What we said then: “[Sarah] Blasko has crafted an elegant third record – her first to be entirely self-penned – that could well see her join the ranks of Paul Kelly, Daniel Johns and Sia Furler as one of Australia’s greatest songwriters… It’s been a promising year for Australian female artists thus far, but perhaps no album has the potential to capture the world’s attention quite like As Day Follows Night… The heartbreaking lyrics and emotive voice are still there, but what’s more exciting is that her music is still evolving and maturing. For Blasko, the growth possibilities are seemingly endless.” •••• Dane Hodges

What we say now: As Day Follows Night may not be as sonically adventurous as Blasko’s previous album, What The Sea Wants, The Sea Will Have, but there’s incredible beauty in the simplicity on display here. The vocals are flawless and the production sublime, and we’re really glad to see the album get a full UK release through Dramatico Records in early 2010. Sarah Blasko deserves to be huge all over the world, not just down under.

Download: ‘All I Want’, ‘Down On Love’, ‘Sleeper Awake’


Cortney Tidwell

[City Slang; June 2009]

What we said then: “There is an equal balance of discord and unity throughout the album, creating a sense of excitement for the patient listener in search of sonic innovation. Lush arrangements make for a psychedelic experience, as swirling guitars and synthesizers meld with the reverberating vocals – sometimes so well that it becomes difficult to differentiate between the two… In some cases the songwriting plays second fiddle to the experimentation, which may frustrate those who enjoyed the more conventional direction of her debut. These niggles aside, Boys remains an exciting and impressive document of Tidwell flexing her creative muscles.” •••½ Dan Everett

What we say now: Boys was a definite grower for us this year. Replacing the celestial charms of her 2006 debut Don’t Let Stars Keep Us Tangled Up with an earthier and harder hitting approach was definitely a risk for Cortney Tidwell, but it pays off beautifully. Her gritty determination shines right through these songs about the men in her life, making for a deeply, esoterically personal record that reveals its immense emotional power slowly.

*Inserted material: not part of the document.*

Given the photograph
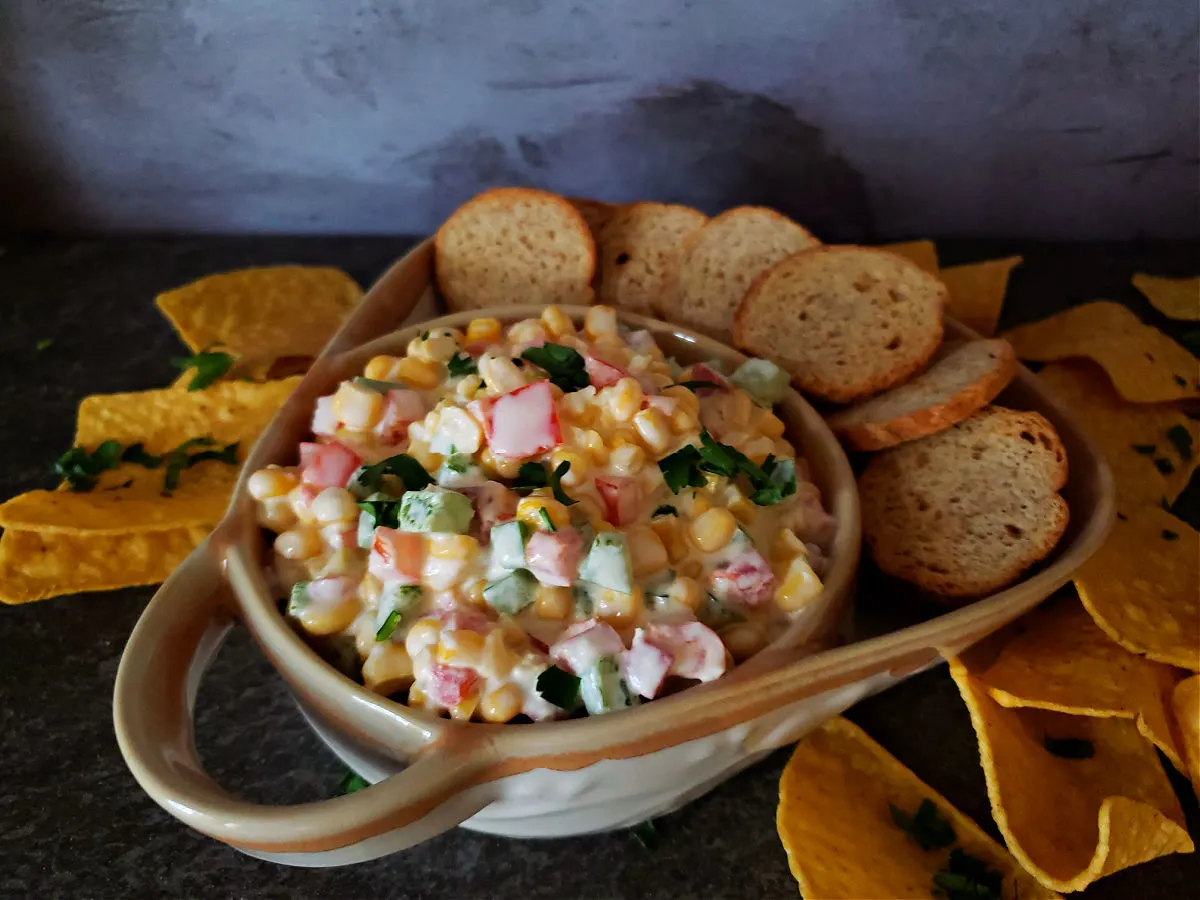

Download: ’17 Horses’, ‘Solid State’, ‘Watusii’

* * *

Additional commentary by Charlotte Richardson Andrews (#27, #28) and Alan Pedder (the rest).


3 Comments so far
Leave a comment

Polly Scattergood is one of the most annoying singers around right now. I just can’t warm up to her.

Sierra Swan has a new album out, how come it’s not getting press with you guys?

Comment by Angie

You’re not alone in thinking that Angie!